Der Klimawandel und menschliches Verhalten kann diese Wetterkapriolen noch verstärken. So wird die derzeitige Dürrekatastrophe in Brasilien nach Meinung vieler Experten durch die ungehemmte Abholzen des tropischen Amazonas-Regenwalds noch verstärkt. Die ausgleichende Funktion dieser größten zusammenhängenden Waldfläche der Erde wird zunehmend zerstört.
Welche Auswirkungen hat das auf die Rohstoffpreise
Vielleicht ist es dir beim Einkauf aufgefallen: die Kaffeepreise ziehen wieder an. Kaffee- und Rohzuckerkontrakte an der ICE Futures-Börse in New York haben bereits Vierjahreshochs erreicht.
Auch die Tatsache, dass der Kaffee-Futures in der letzten Zeit an Stärke eingebüßt hat, ändert daran nichts.
Sehen wir uns den Kaffeepreis der letzten fünf Jahre einmal genauer an:
Am 09.11.2016 schloss der Kaffee-Futures bei 173.80 und markierte ein langfristiges Hoch. Danach verlor er an Wert und fand am 07.05.2019 einen Boden bei 88.00. In der Folge ging es “Auf und Ab”, und seit Oktober 2020geht es eigentlich nur noch “Auf”. Der Kurs schickt sich offensichtlich an, die Höhe von 2016 wieder zu erreichen.
Wie schauts aktuell aus? Der Future im Jahr 2021 im Tageschart:
Wir sehen einen gesunden Aufwärtstrend mit diversen Korrekturen. Aus den nun besprochenen Gründen kann davon ausgegangen werden werden, dass sich dieser Aufwärtstrend fortsetzen wird. Alle Anzeichen stehen auf ein weiteres Anwachsen der Preise, und wir sind im Moment extrem bullisch eingestellt und stehen in den Startlöchern.

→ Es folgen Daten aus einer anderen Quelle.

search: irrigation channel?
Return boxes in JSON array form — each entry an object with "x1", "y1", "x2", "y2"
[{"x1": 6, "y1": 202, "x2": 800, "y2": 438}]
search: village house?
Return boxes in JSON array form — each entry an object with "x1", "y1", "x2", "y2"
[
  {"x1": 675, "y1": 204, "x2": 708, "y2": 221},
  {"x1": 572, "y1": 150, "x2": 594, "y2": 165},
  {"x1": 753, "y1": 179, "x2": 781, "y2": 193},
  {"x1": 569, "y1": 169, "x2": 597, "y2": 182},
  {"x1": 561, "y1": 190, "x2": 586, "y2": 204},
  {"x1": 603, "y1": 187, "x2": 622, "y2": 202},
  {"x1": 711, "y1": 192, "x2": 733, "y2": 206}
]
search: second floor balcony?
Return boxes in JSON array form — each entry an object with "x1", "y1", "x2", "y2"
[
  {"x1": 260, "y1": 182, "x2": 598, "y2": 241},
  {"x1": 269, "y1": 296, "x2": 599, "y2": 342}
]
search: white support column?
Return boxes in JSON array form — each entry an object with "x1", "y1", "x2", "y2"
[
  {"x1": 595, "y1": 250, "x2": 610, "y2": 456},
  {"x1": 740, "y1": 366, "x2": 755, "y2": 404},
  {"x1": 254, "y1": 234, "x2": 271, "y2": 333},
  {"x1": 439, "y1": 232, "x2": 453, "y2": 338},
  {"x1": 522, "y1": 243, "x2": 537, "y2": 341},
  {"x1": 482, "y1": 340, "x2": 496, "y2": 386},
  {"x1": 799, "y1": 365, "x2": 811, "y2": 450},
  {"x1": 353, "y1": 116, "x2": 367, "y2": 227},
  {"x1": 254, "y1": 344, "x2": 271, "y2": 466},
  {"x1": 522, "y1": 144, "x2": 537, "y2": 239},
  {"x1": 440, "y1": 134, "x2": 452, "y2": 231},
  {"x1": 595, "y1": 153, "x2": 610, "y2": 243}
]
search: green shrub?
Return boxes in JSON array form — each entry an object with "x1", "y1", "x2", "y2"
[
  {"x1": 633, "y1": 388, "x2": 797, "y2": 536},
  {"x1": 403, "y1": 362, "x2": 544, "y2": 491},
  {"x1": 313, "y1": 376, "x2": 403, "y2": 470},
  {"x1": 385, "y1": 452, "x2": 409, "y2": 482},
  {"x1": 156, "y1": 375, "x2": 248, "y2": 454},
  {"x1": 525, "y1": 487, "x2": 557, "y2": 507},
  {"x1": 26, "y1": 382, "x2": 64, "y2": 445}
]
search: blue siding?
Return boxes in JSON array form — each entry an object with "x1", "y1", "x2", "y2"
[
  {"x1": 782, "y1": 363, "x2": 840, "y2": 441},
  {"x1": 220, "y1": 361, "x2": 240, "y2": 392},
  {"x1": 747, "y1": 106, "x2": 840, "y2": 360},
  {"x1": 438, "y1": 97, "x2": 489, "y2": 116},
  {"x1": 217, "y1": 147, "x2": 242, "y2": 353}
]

Wir werden nur noch auf ein bestätigendes Signal seitens der COT-Daten warten. Aber auch hier scheint sich das Blatt zu wenden:
Wir sehen einen Commercials Index, der sich seit Mitte Mai am Boden bewegt. Die Commercials verstärkten seit Anfang April ihre Netto-Short Positionen, die sie jetzt beginnen, wieder abzubauen. Wir werden diese Bewegung weiter beobachten.
Darüber hinaus werden wir auch die anderen Rohstoff-Futures, die von den momentanen Wettereinflüssen betroffen sind, auf dem Schirm halten. Denn außer Kaffee können auch Mais, Soja und Zucker noch einige Handelsmöglichkeiten eröffnen. Wir bleiben dran und werden dich stets auf dem Laufenden halten.